Sweden has been seeing an increasing number of Indian students over the last six years. The number increased from 274 students in 2011-12 to 841 in 2016-17, according to a new report.

“Compared to the previous academic year, the number of incoming students both from the European Union and outside has increased, but the biggest increase was in incoming students from countries outside the Union,” shows the report, titled “Higher Education – International mobility in higher education from a Swedish perspective (2016-17),” released by UKA, a firm that checks the development of higher education.

The increase in the number of students from Asia is evident in 2016-17 academic year, when the number of Asian students was 4,649, as compared to 2,889 during 2011-12. While Indian students registered a rise in numbers from 274 in 2011-12 to 841 in 2016-17, the number of students from Pakistan rose in the same time period from 95 to 261. The corresponding rise for Chinese students was 1,093 to 1,592, while Bangladeshi students increased from 58 to 189. The number of students from Singapore increased from 395 to 429.

The overall number of visiting students studying in Sweden in the 2016-17 academic year was 35,900, up from 32,600 in 2013-14. While 12,600 students were from countries from outside the European Union, 5,700 were from unknown countries. Students from the European Union and Switzerland totaled to almost 17,600.

Free-movers, which means guest international students who are not part of a specific exchange program, made up 23,500 of the total 35,900 incoming students in Sweden in the 2016-17 academic year. “Among the incoming free-movers, 30 per cent of the 9,800 first-years were from Europe. Next came Asia with 25 per cent. The single largest countries were India, Finland and China,” the report said.

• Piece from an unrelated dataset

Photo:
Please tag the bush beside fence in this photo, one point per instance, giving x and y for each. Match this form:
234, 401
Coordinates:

The firm had not analyzed why enrolment of Asian students rose so significantly in previous years, UKA analyst Tomas Egeltoft said. He, however, believes that the economic growth in Asia and an increased need of people with higher education might have impacted the numbers, PIE News reported. “There are yet not enough number of student program positions in these countries and therefore the student mobility from these countries increases,” Egeltoft said.

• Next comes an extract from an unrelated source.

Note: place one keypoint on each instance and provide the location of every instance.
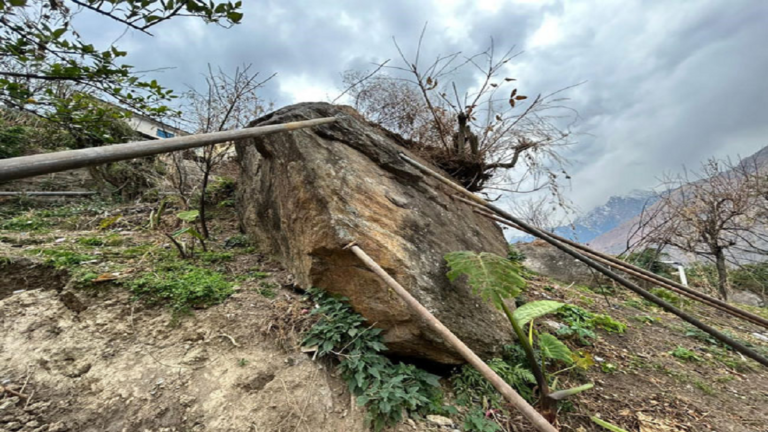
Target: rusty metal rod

As per the document, Lund University had 3,300 international students — the largest number of incoming students who were studying in Sweden for the first time. The university’s marketing manager Maria Lindblad told PIE News that while marketing and common recruitment activities helped pushed the numbers, Lund’s strong international alumni base helps increase international admissions.

“With so many students and alumni from around the world who have studied at Lund, the reputation of the university travels and of course attracts many new applicants,” she said.